Ware was one of the first. In 1986, she was the fourth woman in North America to become board certified as a veterinary cardiologist. Today, 50 of the 126 boarded veterinary cardiologists are women.

And Ware is one of the most respected. It seems that just about anyone writing a textbook on small animal internal medicine asks Ware to pen the chapter on cardiology. She has authored 26 such chapters. Now, she's writing her own book, The Color Handbook of Small Animal Cardiology, which draws from a huge collection of radiographic, ECG, echocardiographic and other images amassed during 20 years of treating cardiac cases.

Changing the treatment of heart failure

More than 11 percent of dogs and cats have cardiac disease, Ware said. There is a wide range in occurrence rates of specific cardiac diseases across different species, breeds and ages. For example, less than 1 percent of all dogs and cats have congenital heart diseases. More than 30 percent of dogs older than 10 develop valvular disease.

Ware, who sees or consults on several hundred cases each year, is drawn to the processes associated with chronic heart failure and congestive heart failure.

"I'm especially interested in how and what goes wrong in the body when the heart isn't doing what it's supposed to be doing," she said.

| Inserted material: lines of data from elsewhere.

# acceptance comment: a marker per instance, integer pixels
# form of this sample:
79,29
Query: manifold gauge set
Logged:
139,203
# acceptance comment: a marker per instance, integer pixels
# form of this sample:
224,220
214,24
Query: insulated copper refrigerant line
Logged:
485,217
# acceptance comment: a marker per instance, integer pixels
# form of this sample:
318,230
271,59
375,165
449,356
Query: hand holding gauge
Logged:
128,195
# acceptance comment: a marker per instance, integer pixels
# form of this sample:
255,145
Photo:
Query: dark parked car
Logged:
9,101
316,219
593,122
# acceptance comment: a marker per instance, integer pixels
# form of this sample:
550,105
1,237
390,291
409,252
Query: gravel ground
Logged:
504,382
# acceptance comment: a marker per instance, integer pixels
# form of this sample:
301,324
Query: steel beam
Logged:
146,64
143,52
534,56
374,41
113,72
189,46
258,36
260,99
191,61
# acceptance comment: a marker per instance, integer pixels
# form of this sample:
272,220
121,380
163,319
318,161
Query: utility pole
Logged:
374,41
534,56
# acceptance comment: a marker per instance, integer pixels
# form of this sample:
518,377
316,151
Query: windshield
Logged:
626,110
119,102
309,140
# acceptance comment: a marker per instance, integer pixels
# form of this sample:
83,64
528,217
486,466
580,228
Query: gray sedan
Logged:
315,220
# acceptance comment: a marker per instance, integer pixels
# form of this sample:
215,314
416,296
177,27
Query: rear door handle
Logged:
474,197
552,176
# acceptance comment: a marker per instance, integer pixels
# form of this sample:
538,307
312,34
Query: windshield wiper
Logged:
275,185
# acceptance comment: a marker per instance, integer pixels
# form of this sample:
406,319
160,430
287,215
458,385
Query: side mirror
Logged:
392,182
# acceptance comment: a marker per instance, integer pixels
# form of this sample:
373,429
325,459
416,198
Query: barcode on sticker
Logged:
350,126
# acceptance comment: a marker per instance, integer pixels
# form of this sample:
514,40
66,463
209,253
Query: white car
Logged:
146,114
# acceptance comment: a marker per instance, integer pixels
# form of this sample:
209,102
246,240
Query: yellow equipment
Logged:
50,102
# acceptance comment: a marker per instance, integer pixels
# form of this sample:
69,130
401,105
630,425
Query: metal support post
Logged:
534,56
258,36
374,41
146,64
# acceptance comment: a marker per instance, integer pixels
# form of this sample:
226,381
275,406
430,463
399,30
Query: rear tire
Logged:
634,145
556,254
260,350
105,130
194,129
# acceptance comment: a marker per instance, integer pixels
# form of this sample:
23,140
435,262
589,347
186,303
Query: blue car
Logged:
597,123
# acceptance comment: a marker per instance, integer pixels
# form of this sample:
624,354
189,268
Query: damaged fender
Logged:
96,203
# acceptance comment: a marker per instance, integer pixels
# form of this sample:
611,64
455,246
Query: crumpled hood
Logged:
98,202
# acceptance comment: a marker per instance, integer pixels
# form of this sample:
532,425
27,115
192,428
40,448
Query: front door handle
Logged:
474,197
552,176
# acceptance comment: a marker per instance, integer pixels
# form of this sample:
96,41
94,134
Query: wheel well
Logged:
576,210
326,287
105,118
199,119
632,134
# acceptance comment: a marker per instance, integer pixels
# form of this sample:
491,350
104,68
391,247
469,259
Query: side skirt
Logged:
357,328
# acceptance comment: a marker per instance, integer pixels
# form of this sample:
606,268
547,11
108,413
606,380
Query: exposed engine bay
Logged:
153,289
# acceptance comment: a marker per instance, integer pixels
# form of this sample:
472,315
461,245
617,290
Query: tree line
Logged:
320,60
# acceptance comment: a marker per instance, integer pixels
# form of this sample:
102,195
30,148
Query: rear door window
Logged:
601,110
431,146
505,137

"There's been a huge paradigm shift in the management of heart failure during the last 20 years," she said. "In the old way of thinking, the pump was failing, not pumping strongly enough. Treatment was aimed at using drugs to make the heart pump more strongly or to dilate the blood vessels so blood could move out more easily."

Today, cardiologists have a better understanding although there's still much more to be learned, she said.

"Heart failure isn't only that the heart doesn't pump strongly enough. There are various changes in the body -- neural, hormonal and inflammatory, for example -- that affect the heart's functions and structure," Ware said. "Now the approach is to modify neurohormonal changes, block some of those pathways, and protect the heart from being driven so hard."

As cardiologists learn more, new opportunities for treatment and new drug therapies emerge. Several can help slow down -- perhaps even reverse -- the process of heart deterioration and help maintain the heart's function.

"The heart is incredibly complex, and very fascinating," Ware said. "Just look at Lilly."

Lilly's case is especially interesting because the extreme, persistent rhythm abnormality like hers is not very common in dogs. Although it has been resistant to several anti-arrhythmic drugs, Ware has arrived at a combination that is suppressing it fairly well.

"There's some focus in her atrium that wants to incessantly fire. It creates an electrical signal that gets transmitted to the rest of the heart. But, because Lilly is too small for electrophysiological treatment, where they essentially zap and kill that portion of the heart muscle, our best option is drug therapy. That's not the greatest, because there's some potential of side effects from long-term use," Ware said.

"But for now, we have it under control and she's doing very well."


Wendy Ware is one of the most respected certified veterinary cardiologists in the country. It seems that just about anyone writing a textbook on small animal internal medicine asks Ware to pen the chapter on cardiology.